II. Investing in fixed-income instruments comes with its own set of risks.
Interest rate risk is the key risk when investing in bonds and other fixed-income investments and mutual funds. This is the risk that market interest rates change after investing in a particular fixed-income security. Interest rates and bond prices have an inverse relationship. Interest rate affects you when you undertake bond trading as you may have purchased a bond at a premium but are forced to sell it at a discount before maturity. Interest rate risk is measured by duration, which is the first derivative of the change in prices in response to changes in the market interest rates.
This is the risk that the company does not make payments of the interest and principal repayments due on the bond. The company may be facing adverse financial circumstances and may be forced to default. Credit rating agencies periodically analyze credit risk and future outlook for the company as it impacts interest and principal payments. They provide credit ratings for the long term and short term, which signal the outlook for the company's financial position.

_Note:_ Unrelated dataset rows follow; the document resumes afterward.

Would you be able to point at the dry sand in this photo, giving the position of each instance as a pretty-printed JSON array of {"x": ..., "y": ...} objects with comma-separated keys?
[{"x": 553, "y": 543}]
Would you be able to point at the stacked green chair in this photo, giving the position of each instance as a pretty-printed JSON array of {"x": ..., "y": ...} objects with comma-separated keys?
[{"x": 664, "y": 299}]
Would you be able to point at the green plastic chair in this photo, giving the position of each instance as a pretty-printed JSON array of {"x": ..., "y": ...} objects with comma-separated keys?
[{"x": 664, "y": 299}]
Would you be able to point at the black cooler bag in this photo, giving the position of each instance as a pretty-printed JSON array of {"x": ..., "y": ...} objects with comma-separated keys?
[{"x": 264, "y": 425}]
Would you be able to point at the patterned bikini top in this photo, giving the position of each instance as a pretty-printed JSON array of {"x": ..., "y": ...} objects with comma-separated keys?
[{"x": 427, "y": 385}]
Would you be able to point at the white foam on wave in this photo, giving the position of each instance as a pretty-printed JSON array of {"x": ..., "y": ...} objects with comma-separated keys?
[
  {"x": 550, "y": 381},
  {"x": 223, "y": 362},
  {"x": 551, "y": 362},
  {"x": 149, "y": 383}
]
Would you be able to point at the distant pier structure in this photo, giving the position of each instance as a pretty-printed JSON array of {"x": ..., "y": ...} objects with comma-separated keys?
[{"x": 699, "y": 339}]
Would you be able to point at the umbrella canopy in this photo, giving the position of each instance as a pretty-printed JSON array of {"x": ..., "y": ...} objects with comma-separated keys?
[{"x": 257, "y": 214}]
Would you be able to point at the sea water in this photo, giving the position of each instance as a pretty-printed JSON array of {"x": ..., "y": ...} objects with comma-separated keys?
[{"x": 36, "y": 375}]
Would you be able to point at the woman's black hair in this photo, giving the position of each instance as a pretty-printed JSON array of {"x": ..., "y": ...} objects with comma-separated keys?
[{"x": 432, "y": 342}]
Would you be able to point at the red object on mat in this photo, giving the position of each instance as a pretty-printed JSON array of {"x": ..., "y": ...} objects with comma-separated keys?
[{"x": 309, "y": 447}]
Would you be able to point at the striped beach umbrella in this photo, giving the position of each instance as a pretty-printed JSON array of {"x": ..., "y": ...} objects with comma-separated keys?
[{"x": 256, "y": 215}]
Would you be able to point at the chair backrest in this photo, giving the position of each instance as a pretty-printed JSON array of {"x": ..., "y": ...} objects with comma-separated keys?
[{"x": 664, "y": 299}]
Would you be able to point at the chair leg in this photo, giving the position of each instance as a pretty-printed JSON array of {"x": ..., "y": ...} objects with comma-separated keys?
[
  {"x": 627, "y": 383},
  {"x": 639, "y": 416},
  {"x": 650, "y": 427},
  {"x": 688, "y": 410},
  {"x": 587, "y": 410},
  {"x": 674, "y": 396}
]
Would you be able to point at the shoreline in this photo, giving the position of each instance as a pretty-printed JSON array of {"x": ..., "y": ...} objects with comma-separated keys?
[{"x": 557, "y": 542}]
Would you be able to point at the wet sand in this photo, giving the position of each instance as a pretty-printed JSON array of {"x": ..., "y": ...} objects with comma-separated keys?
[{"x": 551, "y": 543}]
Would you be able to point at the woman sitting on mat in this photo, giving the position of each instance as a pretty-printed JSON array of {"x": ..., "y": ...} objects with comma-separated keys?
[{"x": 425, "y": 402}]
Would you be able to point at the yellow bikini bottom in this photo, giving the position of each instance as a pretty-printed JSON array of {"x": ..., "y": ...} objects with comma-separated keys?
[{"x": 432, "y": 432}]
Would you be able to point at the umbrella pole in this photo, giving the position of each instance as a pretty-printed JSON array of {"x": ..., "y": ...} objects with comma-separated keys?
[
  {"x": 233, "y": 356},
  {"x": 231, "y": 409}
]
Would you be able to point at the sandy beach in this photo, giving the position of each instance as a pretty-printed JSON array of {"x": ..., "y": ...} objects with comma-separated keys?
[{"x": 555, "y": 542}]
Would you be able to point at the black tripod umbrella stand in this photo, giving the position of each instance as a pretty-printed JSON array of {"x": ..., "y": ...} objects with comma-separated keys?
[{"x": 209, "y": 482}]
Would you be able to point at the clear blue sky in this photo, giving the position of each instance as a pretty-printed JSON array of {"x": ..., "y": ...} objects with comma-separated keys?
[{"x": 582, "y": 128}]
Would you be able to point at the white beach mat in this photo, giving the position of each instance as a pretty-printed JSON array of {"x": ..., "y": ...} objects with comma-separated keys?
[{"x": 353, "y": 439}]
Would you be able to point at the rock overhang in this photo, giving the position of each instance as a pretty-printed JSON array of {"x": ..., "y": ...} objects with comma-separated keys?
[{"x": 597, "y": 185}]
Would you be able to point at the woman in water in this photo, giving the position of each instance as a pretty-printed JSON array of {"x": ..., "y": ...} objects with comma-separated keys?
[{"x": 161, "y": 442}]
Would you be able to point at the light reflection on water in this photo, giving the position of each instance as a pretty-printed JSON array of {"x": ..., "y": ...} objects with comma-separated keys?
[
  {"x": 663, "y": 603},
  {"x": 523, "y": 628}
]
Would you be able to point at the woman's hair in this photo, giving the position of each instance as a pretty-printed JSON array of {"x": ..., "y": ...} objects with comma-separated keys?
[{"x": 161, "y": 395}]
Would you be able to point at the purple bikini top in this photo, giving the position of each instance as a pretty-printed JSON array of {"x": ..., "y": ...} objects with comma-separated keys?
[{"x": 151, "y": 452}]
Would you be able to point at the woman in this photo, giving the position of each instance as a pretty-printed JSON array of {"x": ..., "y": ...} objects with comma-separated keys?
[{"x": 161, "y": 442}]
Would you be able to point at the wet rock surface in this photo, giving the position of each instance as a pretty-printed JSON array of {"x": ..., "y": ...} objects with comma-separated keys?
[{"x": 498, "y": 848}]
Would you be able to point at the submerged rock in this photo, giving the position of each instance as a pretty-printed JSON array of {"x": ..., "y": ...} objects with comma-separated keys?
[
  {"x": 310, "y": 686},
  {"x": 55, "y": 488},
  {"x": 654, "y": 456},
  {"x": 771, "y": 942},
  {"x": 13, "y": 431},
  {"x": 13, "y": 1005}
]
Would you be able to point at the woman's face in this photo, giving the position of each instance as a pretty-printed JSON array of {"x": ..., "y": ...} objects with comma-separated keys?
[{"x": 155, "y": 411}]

III. Risk of investing in foreign exchange denominated instruments
1) Exchange Risk:
Suppose you have invested in foreign exchange denominated securities, whether equity or debt. Your investments will be subject to exchange risk when the investments are valued at the market currency exchange rates for the home currency. Exchange risk, determined by relative interest rate movements, can positively impact portfolio valuation.
IV. Companies suffer from operational risk and financial risk.
1) Operational risk
This arises from the operations of the company and is measured by the variability of the Earnings and profits of the company.
2) Financial Risk:
This is a risk that arises from the financial leverage that the company has undertaken. Simply put, this refers to the proportion of debt to equity and the impact of interest cash flows on the profitability of the company.
When you study risk management, you study the totality of risks that affect an organization or an enterprise. As an investment banker, you need to analyze the various types of risks affecting the investment portfolios of your clients and the ultimate portfolio impact. Doing risk management courses is a must if you wish to pursue an investment banking career. Whether it is corporate or investment banking, risk management in banking becomes of the utmost importance, and knowledge of risk management is crucial. Knowledge of portfolio diversification, asset allocation, and hedging techniques is important to diversify your client's risk.